Lalibela, Ethiopia, December 1, 2015
Lalibela is known for its 13 Orthodox rock churches carved out of the earth, dating back to the 12th and 13th centuries. Apparently they were created in 23 years! Hard to believe, but not if you know that real men worked on them during the day and at night, a celestial crew carried on! Lalibella is the "new Jerusalem". A pilgrimage to far away Jerusalem was out of the question so a second one was created here. Most of the churches have three parts- the front is the Holiest of Holies where the priest does his thing, the second part is the nave for communion and the third part is for chanting.

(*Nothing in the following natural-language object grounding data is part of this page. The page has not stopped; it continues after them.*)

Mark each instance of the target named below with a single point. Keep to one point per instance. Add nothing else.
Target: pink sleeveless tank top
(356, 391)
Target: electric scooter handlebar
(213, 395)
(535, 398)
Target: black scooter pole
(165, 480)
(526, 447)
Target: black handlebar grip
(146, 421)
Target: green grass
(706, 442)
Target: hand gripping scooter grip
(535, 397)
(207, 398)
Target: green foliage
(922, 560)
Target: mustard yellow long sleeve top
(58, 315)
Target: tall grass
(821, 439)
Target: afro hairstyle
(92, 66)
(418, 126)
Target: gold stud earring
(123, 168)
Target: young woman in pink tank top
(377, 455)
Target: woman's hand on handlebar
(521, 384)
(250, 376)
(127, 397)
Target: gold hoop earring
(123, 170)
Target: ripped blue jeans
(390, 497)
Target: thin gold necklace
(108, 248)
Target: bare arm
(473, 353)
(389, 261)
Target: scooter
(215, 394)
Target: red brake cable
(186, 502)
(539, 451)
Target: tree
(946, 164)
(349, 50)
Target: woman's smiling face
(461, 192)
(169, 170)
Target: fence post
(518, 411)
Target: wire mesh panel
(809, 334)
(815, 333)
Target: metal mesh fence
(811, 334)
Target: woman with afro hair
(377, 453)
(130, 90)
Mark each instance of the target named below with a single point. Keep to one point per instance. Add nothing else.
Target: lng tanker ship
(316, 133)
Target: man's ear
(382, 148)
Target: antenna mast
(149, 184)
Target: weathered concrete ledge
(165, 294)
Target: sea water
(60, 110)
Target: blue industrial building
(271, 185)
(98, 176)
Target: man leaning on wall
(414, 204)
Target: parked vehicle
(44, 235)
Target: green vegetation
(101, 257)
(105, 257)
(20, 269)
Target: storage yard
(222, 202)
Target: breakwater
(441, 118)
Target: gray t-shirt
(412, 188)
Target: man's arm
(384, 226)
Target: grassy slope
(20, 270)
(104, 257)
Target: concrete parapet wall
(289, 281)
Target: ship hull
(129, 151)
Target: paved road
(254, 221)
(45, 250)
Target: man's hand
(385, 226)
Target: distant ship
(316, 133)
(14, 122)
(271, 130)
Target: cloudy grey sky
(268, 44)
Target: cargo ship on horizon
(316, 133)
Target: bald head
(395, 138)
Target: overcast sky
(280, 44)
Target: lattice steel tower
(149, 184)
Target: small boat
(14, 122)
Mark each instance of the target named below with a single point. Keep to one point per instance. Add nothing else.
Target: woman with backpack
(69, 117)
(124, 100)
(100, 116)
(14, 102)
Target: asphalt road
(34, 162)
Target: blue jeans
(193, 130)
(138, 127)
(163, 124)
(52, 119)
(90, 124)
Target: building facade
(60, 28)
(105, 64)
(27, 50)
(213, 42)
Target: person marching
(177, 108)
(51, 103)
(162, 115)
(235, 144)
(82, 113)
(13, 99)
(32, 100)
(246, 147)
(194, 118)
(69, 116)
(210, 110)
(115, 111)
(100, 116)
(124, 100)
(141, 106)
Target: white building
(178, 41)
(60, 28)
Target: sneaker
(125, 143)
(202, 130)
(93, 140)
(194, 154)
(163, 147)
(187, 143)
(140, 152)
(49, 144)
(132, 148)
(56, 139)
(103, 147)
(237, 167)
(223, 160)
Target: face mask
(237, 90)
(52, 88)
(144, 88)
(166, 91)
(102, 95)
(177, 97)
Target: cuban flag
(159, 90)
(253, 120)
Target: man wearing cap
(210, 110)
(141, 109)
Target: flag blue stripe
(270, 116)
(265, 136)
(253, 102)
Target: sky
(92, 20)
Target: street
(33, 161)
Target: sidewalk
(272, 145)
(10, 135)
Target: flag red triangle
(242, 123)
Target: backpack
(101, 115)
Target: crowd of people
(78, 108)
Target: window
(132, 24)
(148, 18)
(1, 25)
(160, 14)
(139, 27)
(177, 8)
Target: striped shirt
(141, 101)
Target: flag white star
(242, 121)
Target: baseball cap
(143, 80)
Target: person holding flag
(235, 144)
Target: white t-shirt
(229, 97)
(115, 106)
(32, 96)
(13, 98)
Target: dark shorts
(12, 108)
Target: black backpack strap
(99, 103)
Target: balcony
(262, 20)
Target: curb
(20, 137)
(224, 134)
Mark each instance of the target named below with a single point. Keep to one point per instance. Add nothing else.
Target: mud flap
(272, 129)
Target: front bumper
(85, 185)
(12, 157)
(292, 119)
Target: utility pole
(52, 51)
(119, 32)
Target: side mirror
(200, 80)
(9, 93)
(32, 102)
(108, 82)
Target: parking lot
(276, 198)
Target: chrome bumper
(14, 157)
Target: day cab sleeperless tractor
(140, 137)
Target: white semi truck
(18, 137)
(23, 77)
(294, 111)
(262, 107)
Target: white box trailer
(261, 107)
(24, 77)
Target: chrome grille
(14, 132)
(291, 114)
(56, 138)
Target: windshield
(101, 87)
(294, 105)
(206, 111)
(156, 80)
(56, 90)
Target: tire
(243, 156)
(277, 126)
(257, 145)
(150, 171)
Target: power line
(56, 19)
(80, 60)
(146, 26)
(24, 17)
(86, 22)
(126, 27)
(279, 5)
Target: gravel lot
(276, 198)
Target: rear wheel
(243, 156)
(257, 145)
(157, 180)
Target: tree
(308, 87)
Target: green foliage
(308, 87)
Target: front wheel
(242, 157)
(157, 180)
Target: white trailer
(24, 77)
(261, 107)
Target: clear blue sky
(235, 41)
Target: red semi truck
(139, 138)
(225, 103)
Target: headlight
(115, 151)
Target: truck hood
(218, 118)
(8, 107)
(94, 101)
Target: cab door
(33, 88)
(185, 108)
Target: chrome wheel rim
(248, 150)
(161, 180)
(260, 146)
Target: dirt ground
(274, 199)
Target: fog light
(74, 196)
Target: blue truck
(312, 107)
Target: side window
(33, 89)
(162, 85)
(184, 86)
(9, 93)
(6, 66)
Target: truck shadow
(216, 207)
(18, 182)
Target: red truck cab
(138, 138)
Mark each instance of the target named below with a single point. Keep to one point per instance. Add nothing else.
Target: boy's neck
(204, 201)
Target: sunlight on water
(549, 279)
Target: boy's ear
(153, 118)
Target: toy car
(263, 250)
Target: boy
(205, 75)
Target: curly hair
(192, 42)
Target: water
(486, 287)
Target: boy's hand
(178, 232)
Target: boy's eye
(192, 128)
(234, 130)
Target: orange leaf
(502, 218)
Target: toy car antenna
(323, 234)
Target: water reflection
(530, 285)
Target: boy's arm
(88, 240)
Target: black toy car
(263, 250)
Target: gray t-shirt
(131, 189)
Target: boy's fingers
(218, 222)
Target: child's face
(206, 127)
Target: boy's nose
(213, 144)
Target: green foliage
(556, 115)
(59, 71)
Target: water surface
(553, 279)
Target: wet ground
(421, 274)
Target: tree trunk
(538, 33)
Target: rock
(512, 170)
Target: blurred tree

The Bet Medhane Alem (House of the Savior of the World) is the largest rock-hewn church in the world. There are 34 columns on the exterior and the window designs show Aksum as well as Greek influence-
The three tombs of Abraham, Isaac and Jacob are inside-
The top three windows in Bet Maryam (Virgin Mary) represent the Holy Trinity while the next row of three, below the cross, are for Jesus and the two sinners who were all crucified together. The bottom left window is for the criminal who went to hell and the bottom right window has a window above it representing the sinner who made it to heaven after repenting for his sins-
Papyrus is grown for worshippers to wear around their heads, mimicking the crown of thorns Jesus wore-
The Three Wise Men, from the 15th century, are a frescoe-
Worshippers are everywhere-
Today was St. Mary's Day so there was a big celebration with lots of drumming, chanting and singing-
The church area is now a world heritage site. Three years ago numerous residents were moved from their homes to modern places with power and even running water. They used to live in homes like this where the main floor housed the kitchen and the animals - donkeys, goats, sheep, and the top floor was the bedroom. Typically a family of 5 lived here-
Huge poinsettias grow around our hotel-
and filled with masks and cross carvings-
Lalibella is a magical place. It's the first time I've seen such devotion of Christians. Something missing though was the abundance of offerings - no money boxes or flowers or candles were burning. It is hard to believe these huge buildings could have been carved out of solid rock.
Tomorrow it's a long drive to Bahir Dar.